I’m aware that I’ve changed,
But I had no choice.
Life required that I adapt.
I saw myself pursuing the path of gratifying
Others at the expense of disappointing myself and ignoring my own heart.
I knew I’d wind up with too little joy
And too much regret if I didn’t pivot.
So that’s what I did.
I thought to myself, “What do I want?”
What I require.
What would bring me joy.
What would fill my heart with joy?
And the answers to these questions
Created a completely new version of myself.
Many people didn’t recognise it,
And it made them uneasy.
But that’s because I wasn’t serving them first anymore.
I no longer prioritised their demands over myself.
As a result, I let certain folks go.
I said goodbyes and continued on my way.
And somewhere along the way,
I began to recognise myself.
See me. Take my place.
So, yes, I’ve evolved.
Finally, I’ve transformed into my true self.
Why did my heart pick you?
Not hopeless, but careless
As a result, you continue to draw me into your horrible romance.

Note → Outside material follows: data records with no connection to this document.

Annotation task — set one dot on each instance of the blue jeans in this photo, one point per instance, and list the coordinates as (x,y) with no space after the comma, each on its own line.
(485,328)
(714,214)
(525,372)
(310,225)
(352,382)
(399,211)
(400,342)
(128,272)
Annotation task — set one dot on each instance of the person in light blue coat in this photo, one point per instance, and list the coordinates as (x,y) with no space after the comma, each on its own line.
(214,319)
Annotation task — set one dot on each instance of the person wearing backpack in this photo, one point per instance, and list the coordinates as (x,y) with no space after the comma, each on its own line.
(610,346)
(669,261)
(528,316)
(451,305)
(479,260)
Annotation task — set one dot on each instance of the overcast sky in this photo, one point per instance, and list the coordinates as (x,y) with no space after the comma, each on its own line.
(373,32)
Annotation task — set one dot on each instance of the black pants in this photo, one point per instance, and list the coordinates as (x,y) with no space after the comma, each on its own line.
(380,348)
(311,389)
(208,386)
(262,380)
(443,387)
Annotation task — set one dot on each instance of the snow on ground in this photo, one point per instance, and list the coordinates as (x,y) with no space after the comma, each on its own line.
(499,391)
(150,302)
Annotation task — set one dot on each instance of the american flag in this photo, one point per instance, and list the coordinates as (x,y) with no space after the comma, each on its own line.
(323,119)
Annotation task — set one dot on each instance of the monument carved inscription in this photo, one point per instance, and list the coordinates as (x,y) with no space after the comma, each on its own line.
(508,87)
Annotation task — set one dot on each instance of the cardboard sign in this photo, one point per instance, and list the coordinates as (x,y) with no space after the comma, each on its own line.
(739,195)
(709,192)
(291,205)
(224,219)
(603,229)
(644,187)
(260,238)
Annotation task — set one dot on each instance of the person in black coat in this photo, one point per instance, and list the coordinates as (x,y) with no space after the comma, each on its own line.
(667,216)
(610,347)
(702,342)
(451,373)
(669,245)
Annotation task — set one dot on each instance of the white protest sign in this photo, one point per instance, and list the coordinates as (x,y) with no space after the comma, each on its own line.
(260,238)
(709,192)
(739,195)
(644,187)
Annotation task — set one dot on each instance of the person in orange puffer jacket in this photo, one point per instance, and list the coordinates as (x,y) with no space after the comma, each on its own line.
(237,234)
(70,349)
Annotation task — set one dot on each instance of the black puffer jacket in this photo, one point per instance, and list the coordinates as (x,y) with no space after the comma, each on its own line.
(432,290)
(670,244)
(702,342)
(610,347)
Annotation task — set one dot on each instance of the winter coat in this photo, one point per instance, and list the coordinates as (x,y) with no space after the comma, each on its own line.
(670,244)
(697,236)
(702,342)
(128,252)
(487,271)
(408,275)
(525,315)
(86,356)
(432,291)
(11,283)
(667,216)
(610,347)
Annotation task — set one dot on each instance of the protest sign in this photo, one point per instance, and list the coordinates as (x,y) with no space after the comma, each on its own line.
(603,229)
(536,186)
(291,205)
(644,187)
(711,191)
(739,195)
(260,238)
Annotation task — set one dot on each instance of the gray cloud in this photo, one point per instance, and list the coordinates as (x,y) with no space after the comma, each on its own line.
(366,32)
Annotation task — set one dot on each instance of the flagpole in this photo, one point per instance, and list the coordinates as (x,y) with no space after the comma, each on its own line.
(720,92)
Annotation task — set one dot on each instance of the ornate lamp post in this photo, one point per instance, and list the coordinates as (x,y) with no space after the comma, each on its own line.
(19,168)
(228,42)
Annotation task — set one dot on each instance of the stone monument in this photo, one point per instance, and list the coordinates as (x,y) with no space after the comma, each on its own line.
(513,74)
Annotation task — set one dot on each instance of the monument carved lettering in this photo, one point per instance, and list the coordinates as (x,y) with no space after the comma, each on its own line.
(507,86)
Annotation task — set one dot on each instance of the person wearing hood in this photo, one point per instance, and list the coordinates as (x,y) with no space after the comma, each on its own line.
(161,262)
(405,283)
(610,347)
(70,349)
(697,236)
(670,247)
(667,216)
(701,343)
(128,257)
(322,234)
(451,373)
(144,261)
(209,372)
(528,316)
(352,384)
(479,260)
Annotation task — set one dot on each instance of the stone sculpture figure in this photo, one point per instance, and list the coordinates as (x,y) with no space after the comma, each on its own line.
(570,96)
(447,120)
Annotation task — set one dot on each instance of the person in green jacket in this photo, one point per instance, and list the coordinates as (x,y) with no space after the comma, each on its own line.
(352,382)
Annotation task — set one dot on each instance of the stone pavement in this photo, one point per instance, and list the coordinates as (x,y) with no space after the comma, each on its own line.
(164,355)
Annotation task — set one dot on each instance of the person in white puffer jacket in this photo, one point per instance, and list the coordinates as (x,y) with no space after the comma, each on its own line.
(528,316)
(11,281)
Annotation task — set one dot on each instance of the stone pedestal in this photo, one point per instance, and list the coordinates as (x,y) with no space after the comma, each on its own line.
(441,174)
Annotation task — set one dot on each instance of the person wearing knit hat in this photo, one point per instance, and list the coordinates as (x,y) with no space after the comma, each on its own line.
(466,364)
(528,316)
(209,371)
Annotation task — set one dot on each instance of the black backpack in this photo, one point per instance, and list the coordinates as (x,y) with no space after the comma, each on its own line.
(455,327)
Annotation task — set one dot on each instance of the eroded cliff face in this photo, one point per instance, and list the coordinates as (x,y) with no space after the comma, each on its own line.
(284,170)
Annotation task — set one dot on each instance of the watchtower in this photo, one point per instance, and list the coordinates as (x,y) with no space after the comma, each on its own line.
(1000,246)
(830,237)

Why did my heart pick you?
rather than give anyone else a chance?
You can’t be a man.
You jolted me awake.
without thinking about watering my tree
And how could it be otherwise?
That you would go to such lengths to pretend to adore me.
As long as there is a fairytale in it.
Reality will keep my memory alive.
There’s comfort in lying, and I don’t want to invalidate those magical times.
My loves are packed with poison, but they continue to grow.
And as I’m looking for alternative options, the waves start crashing instead of flowing.
Discredit my heart for all the work she’s done, Because it’s all been for naught.
And how could you give me so much anguish if you’re not the best?
It burns, the scar of your love etched from the outside in.
It must be a shame for you to have such a stronghold on me.
Why did my heart pick you?
Someone who will not return the favour.
You don’t want to grow too tied to a sacred love.